パネルをScene ウィンドウで直接編集する

Canvas について

RenderMode

UIの要素を配置するとき、最上位に配置する必要のあるオブジェクトです。Canvas コンポーネントではRenderMode というパラメータを設定することができ、以下のように使い分けることができます。

Screen Space - Overlay

最もオーソドックスなモードで、一般的なメニュー画面全般に使われます。 UI が常に画面全体かつ手前に表示されるようになります。

Screen Space - Overlay ~ UIが常に前面に表示される

Screen Space - Camera

仮想カメラの位置にあわせてUIが自動配置されるようになります。 配置される姿勢が仮想カメラの位置に連動しますので、ゲームを動作させた時の見た目はScreen Space - Overlay に似ていますが、UIの手前に3Dオブジェクトが表示されることを許容します。 例えばキャラクターの手の部分をUIのパネルに重ねるような表現をする場合のように、何らかの3DオブジェクトをUIの手前に表示する必要がある場合はこのモードを選択しましょう。

Screen Space - Camera ~ UIの手前に3Dオブジェクトを表示

カメラが動いてもUIは固定される

World Space

3次元空間の任意の位置にUIを配置できます。 これは例えば3次元空間上に何らかの看板や操作パネルのような3Dオブジェクトを配置し、これらにUIの中身を表示させるときに役立ちます。とりわけメタバースのような3D空間上にさまざまなギミックを配置するような用途に適しています。

カメラを動くとUIの表示位置が変わる

Canvas Scaler

Canvas Scaler

Canvas Scalerは画面の解像度にあわせてCanvas の大きさを自動的に調節してくれる機能です。 Canvas Scaler には大きさ調整の仕方として3つのUI Scale Mode が定義されています。

Constant Pixel Size

UI Scale Mode がConstant Pixel Size の場合、解像度が変化してもCanvasピクセルサイズが変化しません。
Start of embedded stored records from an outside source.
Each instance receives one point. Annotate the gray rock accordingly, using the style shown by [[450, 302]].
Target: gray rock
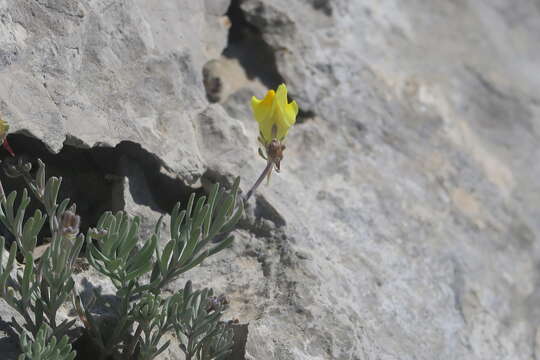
[[404, 223]]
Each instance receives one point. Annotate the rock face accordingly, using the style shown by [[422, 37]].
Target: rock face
[[405, 222]]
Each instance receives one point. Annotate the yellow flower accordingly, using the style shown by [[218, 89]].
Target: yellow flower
[[4, 128], [274, 114]]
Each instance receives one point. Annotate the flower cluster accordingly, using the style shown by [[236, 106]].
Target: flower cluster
[[275, 115]]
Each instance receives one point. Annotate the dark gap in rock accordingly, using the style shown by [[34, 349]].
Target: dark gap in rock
[[86, 348], [247, 45], [322, 5], [96, 178], [304, 115], [264, 210], [240, 340]]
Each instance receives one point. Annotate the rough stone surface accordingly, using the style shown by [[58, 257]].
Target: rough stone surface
[[405, 222]]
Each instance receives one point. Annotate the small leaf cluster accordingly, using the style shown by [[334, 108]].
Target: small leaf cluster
[[45, 346], [45, 283], [133, 323]]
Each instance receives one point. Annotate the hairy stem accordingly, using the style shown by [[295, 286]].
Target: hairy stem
[[266, 171]]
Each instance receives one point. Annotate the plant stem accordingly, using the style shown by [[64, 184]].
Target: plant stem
[[266, 171], [134, 341]]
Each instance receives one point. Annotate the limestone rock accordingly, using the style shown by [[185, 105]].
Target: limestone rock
[[404, 223]]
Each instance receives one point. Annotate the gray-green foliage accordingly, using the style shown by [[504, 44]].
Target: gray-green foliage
[[138, 268], [43, 285], [45, 346]]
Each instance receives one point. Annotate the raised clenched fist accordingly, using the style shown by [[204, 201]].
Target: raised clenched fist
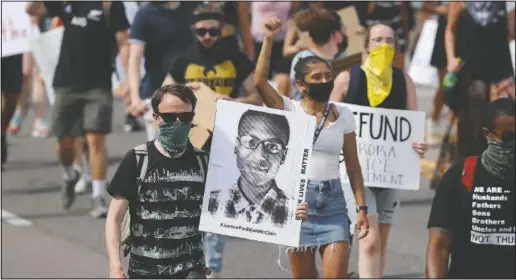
[[272, 26]]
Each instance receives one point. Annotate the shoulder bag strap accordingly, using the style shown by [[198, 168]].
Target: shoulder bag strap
[[320, 126]]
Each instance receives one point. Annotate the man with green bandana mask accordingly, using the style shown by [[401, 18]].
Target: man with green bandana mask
[[162, 184], [472, 217]]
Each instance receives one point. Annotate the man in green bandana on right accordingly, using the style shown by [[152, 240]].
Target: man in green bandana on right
[[472, 216]]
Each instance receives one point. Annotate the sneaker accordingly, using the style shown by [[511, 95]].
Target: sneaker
[[68, 191], [40, 129], [132, 124], [83, 185], [213, 275], [100, 207], [16, 121]]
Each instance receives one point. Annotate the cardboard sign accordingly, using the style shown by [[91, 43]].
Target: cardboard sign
[[384, 146], [255, 147], [16, 29], [45, 50]]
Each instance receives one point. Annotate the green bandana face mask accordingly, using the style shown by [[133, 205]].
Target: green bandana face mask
[[173, 136], [499, 157]]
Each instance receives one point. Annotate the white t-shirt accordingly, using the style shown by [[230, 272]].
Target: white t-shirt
[[324, 164]]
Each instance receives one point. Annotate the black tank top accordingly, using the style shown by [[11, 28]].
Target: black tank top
[[357, 90]]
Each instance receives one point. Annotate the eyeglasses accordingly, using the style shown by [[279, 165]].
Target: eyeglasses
[[214, 32], [271, 146], [387, 40], [186, 117], [505, 135]]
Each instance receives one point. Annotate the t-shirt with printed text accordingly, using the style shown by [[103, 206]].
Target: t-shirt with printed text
[[165, 212], [482, 222], [85, 59]]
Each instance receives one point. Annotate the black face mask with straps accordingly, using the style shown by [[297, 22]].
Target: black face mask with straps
[[320, 92]]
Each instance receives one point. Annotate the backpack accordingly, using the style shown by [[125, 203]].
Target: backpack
[[355, 80], [142, 162]]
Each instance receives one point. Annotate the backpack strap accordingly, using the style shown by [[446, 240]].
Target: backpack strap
[[355, 78], [399, 84], [468, 173], [203, 160], [142, 161]]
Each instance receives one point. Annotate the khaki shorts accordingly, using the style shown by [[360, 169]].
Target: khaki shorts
[[75, 113]]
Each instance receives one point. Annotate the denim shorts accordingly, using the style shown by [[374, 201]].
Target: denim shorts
[[328, 220]]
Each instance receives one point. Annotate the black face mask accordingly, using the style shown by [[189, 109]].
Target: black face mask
[[342, 46], [211, 51], [320, 92]]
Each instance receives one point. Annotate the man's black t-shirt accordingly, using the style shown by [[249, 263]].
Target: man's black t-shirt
[[85, 60], [165, 212], [224, 72], [482, 223]]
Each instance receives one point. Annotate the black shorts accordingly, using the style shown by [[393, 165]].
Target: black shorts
[[12, 74]]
Constant Pixel Size ~ 画面解像度を変えると見た目の表示範囲が変わる

Scale With Screen Size

UI Scale Mode がScale With Screen Size の場合、解像度が変化に合わせてCanvasピクセルサイズが変化します。 但し、画面の縦横比によっては思った通りの見た目にならないこともありますので、いくつかのパラメータを設定する必要があります。

設定項目 概要
Reference Resolution UI レイアウトが設計されている解像度。UI を設置する時は Reference Resolution をGame ウィンドウの解像度に合わせて編集します(一番最初に忘れずにやっておく!)。
Screen Match Mode 現在の解像度のアスペクト比がReference Resolutionにフィットしない場合、このモードに応じてスケーリングの仕方が変化します。
Match Screen Match Mode が"Match Width or Height"の時に設定可能。スケーリングが width か height 、それらを混ぜ合わせたものを参照として使用するかを決定します。

Screen Match Mode には3種類の設定値が定義されています。

種別 概要
Match Width or Height 基準値となる幅・高さに合うようにスケーリングされます。Match パラメータをさらに設定することで幅と高さのどちらを優先するかを調整できます。
Expand Canvas 空間を水平や垂直に引き伸ばします。画面の一部がはみでて見えなくなることはありませんが、その分余計な余白が増えます。
Shrink Canvas 空間を水平や垂直にトリミングします(画面外にでて見えなくなります)。余計な余白は発生しませんが、その分画面の一部がはみでて見えなくなります。

終わりに

今回はUnity のUI を扱うために必須となるCanvas について紹介しました。 記事の中でも言及したのですが、実はCanvas 自体には何かを表示する機能がないため、 最初はあまり意識することはないかもしれません。 しかしながら、Canvas はUI の配置に必須であり、これがないとUIが画面に表示されません。 これは初めてUIを扱うときは見落としがちです。

また、 特にモバイルアプリを開発する時は様々な解像度に対して対応していかなければならないため、 Canvas Scaler を開発の序盤で忘れずに設定しておく必要があります。 開発の途中で設定を始めるとレイアウト調整のやり直しが必要になり、地味に心が折れます(汗)。

これから様々なUI要素を扱っていくことになると思いますが、表示やレイアウトに関するトラブルが発生したときは 基本に立ち戻って本記事のCanvas やRectTransform について振り返ってみることをお勧めします。